Лоза вздохнул. Ведь чувствовал, чувствовал, что кто-то за ним наблюдает!
- Если бы я не была раздета, еще там подняла бы тревогу. Поймали бы тебя на горяченьком! - сказала и прикусила язык. 
Глаза Лозы сделались страшными. В черных зрачках завертелось что-то вроде омута, в котором она, если не оторвет взгляд, непременно утонет. 
- Я же тебя люблю, - уже ласково запела-застонала Стрела, - и ни с кем не хочу делить. Ты только мой!
- Женщина, ты что-то путаешь. Разве я говорил тебе о любви? – голос Лозы был холоден, и Стреле казалось, что по позвоночнику стекают ледяные капли. Они срывались с взмокших вдруг на затылке волос и устремлялись вниз, к копчику. - Разве я делил с тобой ложе? Разве я приносил тебе брачные клятвы?
Как? Вот как он мог при всем своем небольшом росте и скудном телосложении казаться выше и сильнее ее? Той, что готовится стать воином? Той, чьи заговоренные стрелы легко пробивают броню? Той, что одним ударом головы может надолго лишить мужика памяти?

Воинственная дева пятилась, хотя собеседник не сошел с места. Уже давно Лоза отпустил руки, а вздымающаяся грудь не касалась его тела, а он давил, всего лишь одним взглядом давил так, что сбивалось дыхание. 
И Стрела вдруг поняла: не уступи она сейчас, жизни ее придет конец.

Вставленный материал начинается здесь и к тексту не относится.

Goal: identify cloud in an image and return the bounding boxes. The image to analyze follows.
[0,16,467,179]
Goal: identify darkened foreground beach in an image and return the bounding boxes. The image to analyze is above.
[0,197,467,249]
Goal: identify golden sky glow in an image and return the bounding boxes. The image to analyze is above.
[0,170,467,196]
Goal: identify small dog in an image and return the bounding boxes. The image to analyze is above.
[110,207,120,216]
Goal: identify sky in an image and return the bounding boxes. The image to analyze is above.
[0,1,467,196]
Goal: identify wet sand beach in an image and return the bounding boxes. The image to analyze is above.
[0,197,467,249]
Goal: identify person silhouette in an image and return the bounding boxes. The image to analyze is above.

Лоза заметил ужас в глазах женщины. Сжал пальцы в кулаки, чтобы те не вцепились ей в горло.
- Уходи. И никогда больше ко мне не приближайся, - сделал шаг назад, увеличивая между ними расстояние. 
Стрела выдохнула. Ей стало легче. И хотела было вновь пуститься в объяснения, чтобы замолить свой дурацкий поступок, просить, чтобы все осталось как прежде (ведь ей хватало его улыбки, нечаянных прикосновений, долгого взгляда, за которым мерещился интерес), как Лоза обрубил все одной фразой:
- Запомни, я не умею любить женщин. Я умею их убивать.

***

Саардис никогда не знал своей матери. Его это обстоятельство нисколько не удивляло, поскольку дети, которые жили рядом, тоже не ведали женской ласки. Их воспитывали отцы. Взрослые воины отдавали сыновьям все время, всех самих себя, поскольку возлагали на новое поколение большую надежду – возрождение Сулейха. Со всеми его законами и устоями, в которых не было места женщинам.
Да, бахриманам пришлось отступить, спрятаться в глухих местах, наплевав на оставленные богатства и завоевательные планы. С момента разгрома они годами терпели невзгоды и неустроенность и готовы были на большее, лишь бы их мальчики не попали в руки воинов Союза пяти королевств.
Саардис помнил, как сосед не выдержал жизни на болоте и решил вместе с маленьким сыном поискать лучшей доли, но, открыв портал, напоролся на магическую ловушку, которая разнесла отца и сына в мелкую пыль.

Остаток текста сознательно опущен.